Figure 2 show the impacts of \( \lambda_{U} \) and \( \lambda_{V} \) on RMSE. We observe that the values of \( \lambda_{U} \) and \( \lambda_{V} \) impact the recommendation results significantly. When \( \lambda \) increases with initialization of 0.0005, RMSE gradually decreases (the lower the better). However when they reach a certain threshold, RMSE starts to increase. From Fig. 2 we can also see that IU-PMF’s ability of countering under-fitting is superior to its ability of countering over-fitting (when \( \lambda \) exceed the threshold, the model’s performance goes bad relatively slowly), which may because that the IU-PMF model’s incorporating similarity into rating data improves its learning ability.

Fig. 2.
figure 2

Impacts of parameters \( \lambda_{U} \) and \( \lambda_{V} \)

4.4 The Effect of Similarity Matrices D and S

The main advantage of our IU-PMF model is that it incorporates the similarity information abstracted from User-Item ratings in PMF, which helps the model grasp the hidden information of User-Item ratings. From the complexity analysis (Subsect. 3.4), we know that the computation of Item and User similarity matrices is expensive.

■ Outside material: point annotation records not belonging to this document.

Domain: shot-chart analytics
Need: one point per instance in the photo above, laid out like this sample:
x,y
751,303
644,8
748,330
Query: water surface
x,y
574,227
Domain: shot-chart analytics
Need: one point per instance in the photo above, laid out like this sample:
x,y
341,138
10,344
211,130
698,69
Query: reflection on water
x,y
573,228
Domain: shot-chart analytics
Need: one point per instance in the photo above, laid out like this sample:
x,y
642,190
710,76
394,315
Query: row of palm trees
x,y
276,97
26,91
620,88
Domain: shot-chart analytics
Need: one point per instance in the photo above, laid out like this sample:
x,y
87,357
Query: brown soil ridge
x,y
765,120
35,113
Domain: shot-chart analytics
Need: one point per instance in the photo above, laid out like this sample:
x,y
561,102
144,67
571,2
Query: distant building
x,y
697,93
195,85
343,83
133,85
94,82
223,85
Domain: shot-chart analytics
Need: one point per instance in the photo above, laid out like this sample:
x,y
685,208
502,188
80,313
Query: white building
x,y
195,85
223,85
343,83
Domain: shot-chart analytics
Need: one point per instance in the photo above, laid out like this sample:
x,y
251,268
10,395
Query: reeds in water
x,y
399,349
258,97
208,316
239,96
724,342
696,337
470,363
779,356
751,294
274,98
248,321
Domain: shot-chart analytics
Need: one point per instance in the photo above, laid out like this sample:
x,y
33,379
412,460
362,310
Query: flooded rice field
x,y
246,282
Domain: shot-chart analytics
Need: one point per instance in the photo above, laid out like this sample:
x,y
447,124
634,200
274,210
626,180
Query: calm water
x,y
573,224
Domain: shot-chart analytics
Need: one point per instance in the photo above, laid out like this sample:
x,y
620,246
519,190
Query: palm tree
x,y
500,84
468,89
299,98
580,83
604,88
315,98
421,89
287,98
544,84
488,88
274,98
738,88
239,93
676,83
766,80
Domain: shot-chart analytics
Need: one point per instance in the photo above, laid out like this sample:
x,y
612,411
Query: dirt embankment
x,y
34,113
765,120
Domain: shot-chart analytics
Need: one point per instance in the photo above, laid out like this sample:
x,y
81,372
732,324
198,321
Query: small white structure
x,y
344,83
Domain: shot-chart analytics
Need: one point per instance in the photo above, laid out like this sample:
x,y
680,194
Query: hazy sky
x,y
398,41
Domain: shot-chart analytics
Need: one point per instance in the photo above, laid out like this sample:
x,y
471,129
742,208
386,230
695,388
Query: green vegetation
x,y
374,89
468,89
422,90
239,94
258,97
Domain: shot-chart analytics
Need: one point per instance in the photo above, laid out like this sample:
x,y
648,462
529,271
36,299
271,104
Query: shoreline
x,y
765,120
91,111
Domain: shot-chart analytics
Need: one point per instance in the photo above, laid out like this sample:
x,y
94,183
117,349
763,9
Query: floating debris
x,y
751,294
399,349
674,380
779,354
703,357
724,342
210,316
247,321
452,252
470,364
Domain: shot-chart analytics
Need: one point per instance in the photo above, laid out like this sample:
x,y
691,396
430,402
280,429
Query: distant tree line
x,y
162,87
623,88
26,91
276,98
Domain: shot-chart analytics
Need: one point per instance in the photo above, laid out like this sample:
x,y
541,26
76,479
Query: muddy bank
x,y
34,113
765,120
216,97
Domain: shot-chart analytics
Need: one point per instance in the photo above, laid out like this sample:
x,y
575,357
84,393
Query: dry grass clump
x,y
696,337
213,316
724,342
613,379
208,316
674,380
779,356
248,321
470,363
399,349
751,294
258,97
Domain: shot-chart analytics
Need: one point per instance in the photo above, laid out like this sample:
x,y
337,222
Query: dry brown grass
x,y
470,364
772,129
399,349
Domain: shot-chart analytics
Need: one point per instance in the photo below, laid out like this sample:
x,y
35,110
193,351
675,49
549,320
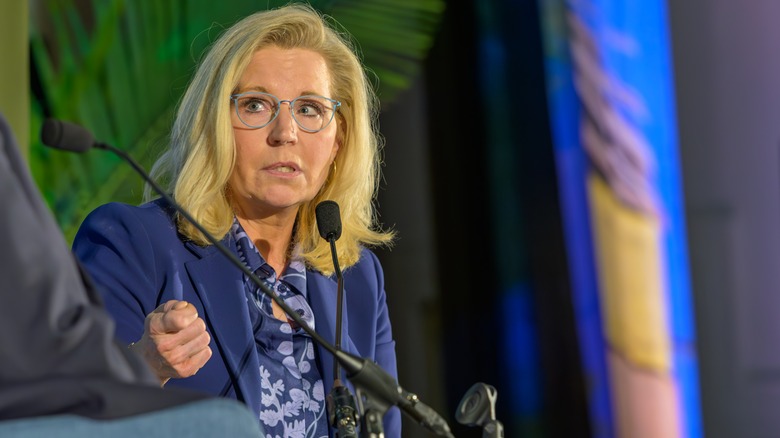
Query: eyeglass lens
x,y
312,113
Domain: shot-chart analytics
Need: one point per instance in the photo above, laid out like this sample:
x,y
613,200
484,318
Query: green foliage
x,y
118,67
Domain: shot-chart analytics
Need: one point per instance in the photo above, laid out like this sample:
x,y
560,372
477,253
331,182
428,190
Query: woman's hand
x,y
175,342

In order to probe the scalability of IU-PMF, we conduct the experiment to explore the effect that different proportion of the training data applied in similarity matrices computation phase has on IU-PMF. In the experiment, we select the first 60%, 65%, 70%, 75%, 80%, 85%, 90%, 95% and 100% of the training data in chronological order for the calculation of the similarity matrices (we use chronological order in this place because we want verify that when a handful of new data arrives, the similarity matrices computed using historical data do not need to be computed again), and then apply the full training set to train IU-PMF model, finally evaluate the RMSE performance on the testing set. Additionally, the other experimental conditions are same as the experiment in Subsect. 4.3.

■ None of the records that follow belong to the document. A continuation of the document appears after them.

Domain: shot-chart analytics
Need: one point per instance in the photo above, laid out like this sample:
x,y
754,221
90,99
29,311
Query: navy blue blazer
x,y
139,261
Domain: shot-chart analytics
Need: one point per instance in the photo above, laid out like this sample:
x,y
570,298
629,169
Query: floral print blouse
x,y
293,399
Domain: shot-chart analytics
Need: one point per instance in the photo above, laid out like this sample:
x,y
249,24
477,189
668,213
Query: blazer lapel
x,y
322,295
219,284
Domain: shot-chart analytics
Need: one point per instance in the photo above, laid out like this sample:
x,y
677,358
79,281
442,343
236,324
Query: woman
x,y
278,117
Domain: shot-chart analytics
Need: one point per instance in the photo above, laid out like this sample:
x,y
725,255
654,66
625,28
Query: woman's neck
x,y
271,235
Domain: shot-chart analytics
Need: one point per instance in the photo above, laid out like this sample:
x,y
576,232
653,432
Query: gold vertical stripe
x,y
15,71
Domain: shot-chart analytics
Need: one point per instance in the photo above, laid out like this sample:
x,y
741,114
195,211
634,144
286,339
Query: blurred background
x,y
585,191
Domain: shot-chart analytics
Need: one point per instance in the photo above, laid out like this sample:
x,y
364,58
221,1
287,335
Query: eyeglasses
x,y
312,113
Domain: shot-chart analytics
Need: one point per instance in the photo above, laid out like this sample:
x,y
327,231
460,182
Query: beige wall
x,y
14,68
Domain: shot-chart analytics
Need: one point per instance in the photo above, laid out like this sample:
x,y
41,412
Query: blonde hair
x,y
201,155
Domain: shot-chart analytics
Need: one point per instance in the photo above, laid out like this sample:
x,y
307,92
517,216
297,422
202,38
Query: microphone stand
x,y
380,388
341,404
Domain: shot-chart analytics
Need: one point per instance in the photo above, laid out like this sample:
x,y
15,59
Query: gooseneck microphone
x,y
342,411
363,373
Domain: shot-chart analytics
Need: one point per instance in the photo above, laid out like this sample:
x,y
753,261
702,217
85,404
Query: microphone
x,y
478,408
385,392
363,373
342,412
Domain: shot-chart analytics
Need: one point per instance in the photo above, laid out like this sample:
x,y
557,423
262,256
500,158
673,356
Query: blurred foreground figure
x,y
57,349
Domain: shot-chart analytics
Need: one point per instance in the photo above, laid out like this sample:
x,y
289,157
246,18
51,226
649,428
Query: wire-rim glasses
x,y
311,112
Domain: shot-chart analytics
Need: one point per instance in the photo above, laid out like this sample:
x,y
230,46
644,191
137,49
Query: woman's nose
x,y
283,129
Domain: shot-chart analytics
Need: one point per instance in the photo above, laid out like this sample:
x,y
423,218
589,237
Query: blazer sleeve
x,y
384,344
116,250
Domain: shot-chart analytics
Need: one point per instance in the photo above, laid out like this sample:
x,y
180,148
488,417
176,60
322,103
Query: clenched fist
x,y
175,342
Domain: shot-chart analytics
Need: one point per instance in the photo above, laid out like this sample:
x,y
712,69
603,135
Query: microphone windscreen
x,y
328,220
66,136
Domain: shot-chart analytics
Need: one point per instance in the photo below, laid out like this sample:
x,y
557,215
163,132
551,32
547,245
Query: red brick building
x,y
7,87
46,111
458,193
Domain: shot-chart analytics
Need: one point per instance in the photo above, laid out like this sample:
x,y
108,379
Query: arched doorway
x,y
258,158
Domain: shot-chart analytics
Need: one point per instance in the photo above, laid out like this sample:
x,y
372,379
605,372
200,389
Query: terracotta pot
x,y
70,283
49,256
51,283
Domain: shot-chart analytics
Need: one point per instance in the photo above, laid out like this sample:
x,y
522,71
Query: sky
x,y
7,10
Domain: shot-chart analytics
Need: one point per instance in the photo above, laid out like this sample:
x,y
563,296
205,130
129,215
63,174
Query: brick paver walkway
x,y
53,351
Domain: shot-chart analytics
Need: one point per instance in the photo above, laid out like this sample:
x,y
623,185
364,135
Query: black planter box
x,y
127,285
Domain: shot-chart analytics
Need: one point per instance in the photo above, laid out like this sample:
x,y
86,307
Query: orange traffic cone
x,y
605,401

From Fig. 3, we can observe that the similarity matrices have a great influence on recommendation results (On average, the more training samples are involved in the calculation of the similarity matrices, the lower the corresponding RMSE is). Additionally, Fig. 3 shows that when there is 80% or above of the training set involved in the similarity matrices computation phase, IU-PMF model is able to receive good effects. We can conclude that similarity matrices don’t need to be computed frequently, and so the efficiency of the IU-PMF model is determined by the training time of the fused PMF model, which scales linearly with the number of observations.

Fig. 3.
figure 3

The effect of similarity matrices on IU-PMF

5 Conclusion and Future Work

In this paper, based on the intuition that item similarity and user similarity can affect the users’ behaviors on the items, we present a novel and concise recommender framework incorporating item similarity and user similarity abstracted from observed user-item ratings into PMF model. The experimental results show that our approach outperforms the state-of-the-art baseline models, and the complexity analysis indicates it is scalable to large datasets.

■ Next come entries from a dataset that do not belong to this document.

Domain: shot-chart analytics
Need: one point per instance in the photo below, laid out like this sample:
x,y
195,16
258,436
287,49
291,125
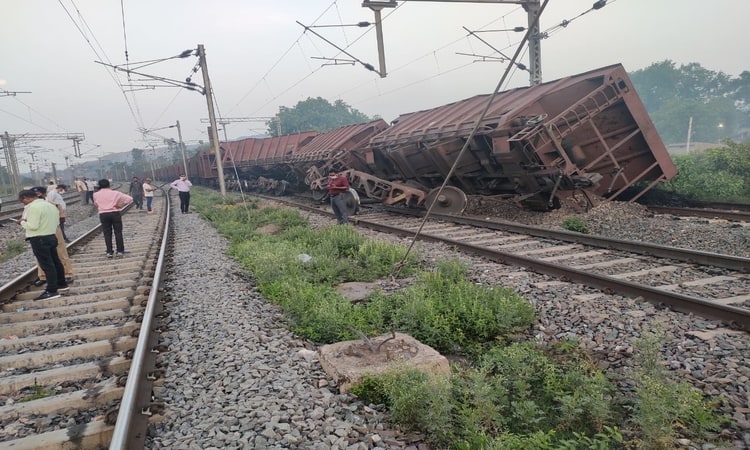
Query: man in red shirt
x,y
337,185
109,203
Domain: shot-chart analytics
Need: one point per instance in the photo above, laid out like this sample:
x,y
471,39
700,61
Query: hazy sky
x,y
259,58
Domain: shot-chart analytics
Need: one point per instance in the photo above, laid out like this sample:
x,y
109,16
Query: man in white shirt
x,y
82,189
183,186
90,185
54,196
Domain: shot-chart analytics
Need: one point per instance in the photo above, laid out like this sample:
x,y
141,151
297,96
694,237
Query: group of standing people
x,y
44,211
43,220
140,190
86,188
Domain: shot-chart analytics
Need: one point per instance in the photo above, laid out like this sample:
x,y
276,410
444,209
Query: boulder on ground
x,y
349,362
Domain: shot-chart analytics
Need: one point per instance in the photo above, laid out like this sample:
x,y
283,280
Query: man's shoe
x,y
47,295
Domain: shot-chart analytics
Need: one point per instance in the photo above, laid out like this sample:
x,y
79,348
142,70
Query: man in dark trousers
x,y
41,221
337,185
183,186
136,191
109,203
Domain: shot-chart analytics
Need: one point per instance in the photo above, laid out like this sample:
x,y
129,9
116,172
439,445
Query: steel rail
x,y
736,317
736,216
737,263
131,420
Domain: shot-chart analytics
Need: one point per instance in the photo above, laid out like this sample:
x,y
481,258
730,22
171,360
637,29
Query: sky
x,y
260,58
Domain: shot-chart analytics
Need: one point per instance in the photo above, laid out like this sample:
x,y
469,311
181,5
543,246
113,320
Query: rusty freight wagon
x,y
586,133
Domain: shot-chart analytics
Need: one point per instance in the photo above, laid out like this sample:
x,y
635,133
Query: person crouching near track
x,y
41,222
62,249
337,185
109,203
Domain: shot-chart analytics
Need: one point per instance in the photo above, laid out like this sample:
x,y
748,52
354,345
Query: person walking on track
x,y
109,203
136,191
41,220
337,185
183,186
62,249
148,192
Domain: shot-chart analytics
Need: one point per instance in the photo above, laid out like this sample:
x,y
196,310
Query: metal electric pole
x,y
182,147
212,118
530,6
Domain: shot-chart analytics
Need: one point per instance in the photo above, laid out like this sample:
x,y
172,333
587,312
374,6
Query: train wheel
x,y
352,203
319,195
451,201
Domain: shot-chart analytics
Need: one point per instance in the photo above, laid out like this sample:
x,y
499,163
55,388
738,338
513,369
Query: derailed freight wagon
x,y
260,163
291,163
586,133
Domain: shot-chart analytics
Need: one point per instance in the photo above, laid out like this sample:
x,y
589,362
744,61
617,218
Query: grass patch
x,y
511,393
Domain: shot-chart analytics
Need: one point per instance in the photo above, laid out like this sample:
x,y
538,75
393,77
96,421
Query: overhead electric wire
x,y
278,61
111,73
426,55
125,36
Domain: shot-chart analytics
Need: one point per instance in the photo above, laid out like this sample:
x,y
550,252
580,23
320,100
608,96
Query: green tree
x,y
718,104
718,174
315,114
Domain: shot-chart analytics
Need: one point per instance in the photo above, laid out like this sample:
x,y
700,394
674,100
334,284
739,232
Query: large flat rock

One of the core part of the IU-PMF model is user (item) similarity computation, which has a great influence on recommendation results. In this paper, we roughly compare PCC with cosine similarity in terms of RMSE, and finally select PCC to compute similarity matrices. Although the proposed similarity computation method achieves good results, we believe it is worthy of further study. Specifically, we could use a kernel function, such as Gaussian Kernel or a Polynomial Kernel, which maps the relations of two vectors into a nonlinear space, and thus would further enhance the nonlinear learning ability of IU-PMF. Additionally, in the form, our model could also be used with similarities computed from content-based features, and so we will conduct further research on content-based features to use our model for content-based recommendation.